ABOUT PROPOSITION 215

The following is the text of Proposition 215:

Section 1.  Section 11362.5 is added to the California Health and Safety Code, to read:

11362.5.  ( a ) This section shall be known and may be cited as the Compassionate Use Act of 1996.

( b ) ( 1 ) The people of the State of California hereby find and declare that the purposes of the Compassionate Use Act of 1996 are as follows:

( A ) To ensure that seriously ill Californians have the right to obtain and use marijuana for medical purposes where that medical use is deemed appropriate and has been recommended by a physician who has determined that the person’s health would benefit from the use of marijuana in the treatment of cancer, anorexia, AIDS, chronic pain, spasticity, glaucoma, arthritis, migraine or any other illness for which marijuana provides relief.

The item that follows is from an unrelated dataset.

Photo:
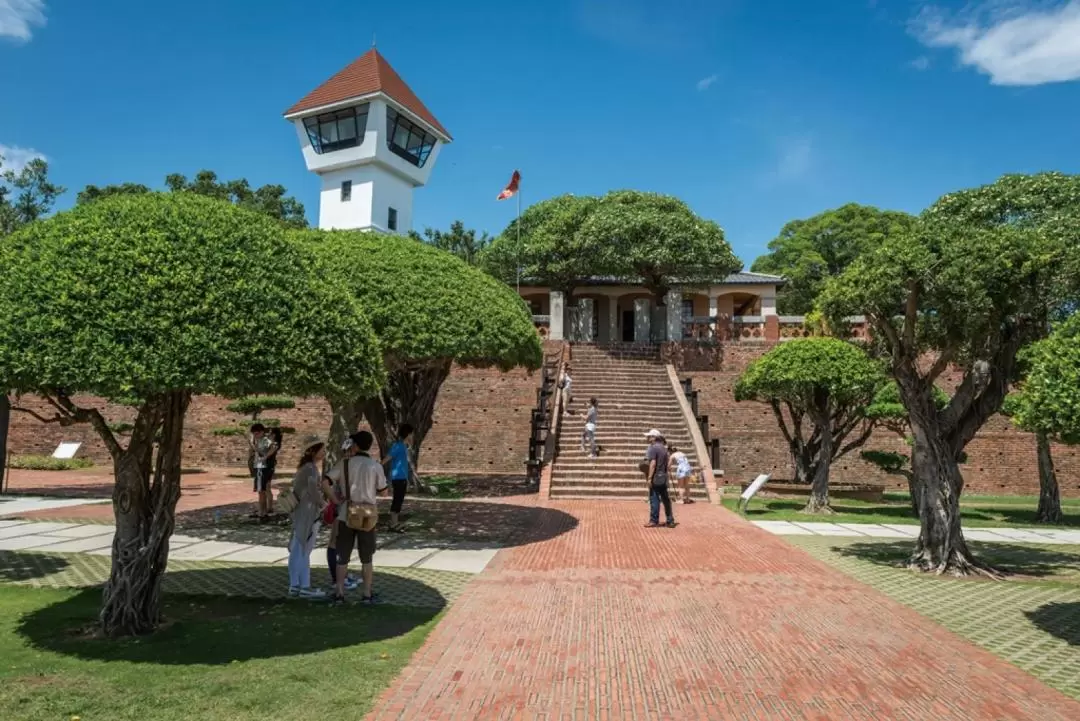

( B ) To ensure that patients and their primary caregivers who obtain and use marijuana for medical purposes upon the recommendation of a physician are not subject to criminal prosecution or sanction.

( C ) To encourage the federal and state governments to implement a plan for the safe and affordable distribution of marijuana to all patients in medical need of marijuana.

( 2 ) Nothing in this act shall be construed to supersede legislation prohibiting persons from engaging in conduct that endangers others, nor to condone the diversion of marijuana for non-medical purposes.

© Notwithstanding any other provision of law, no physician in this state shall be punished, or denied any right or privilege, for having recommended marijuana to a patient for medical purposes.

( d ) Section 11357, relating to the possession of marijuana, and Section 11358, relating to the cultivation of marijuana, shall not apply to a patient, or to a patient’s primary caregiver, who possesses or cultivates marijuana for the personal medical purposes of the patient upon the written or oral recommendation or approval of a physician.

( e ) For the purposes of this section, primary caregiver means the individual designated by the person exempted under this act who has consistently assumed responsibility for the housing, health or safety of that person.

Sec.  2.  If any provision of this measure or the application thereof to any person or circumstance is held invalid, that invalidity shall not affect other provisions or applications of the measure which can be given effect without the invalid provision or application, and to this end the provisions of this measure are severable.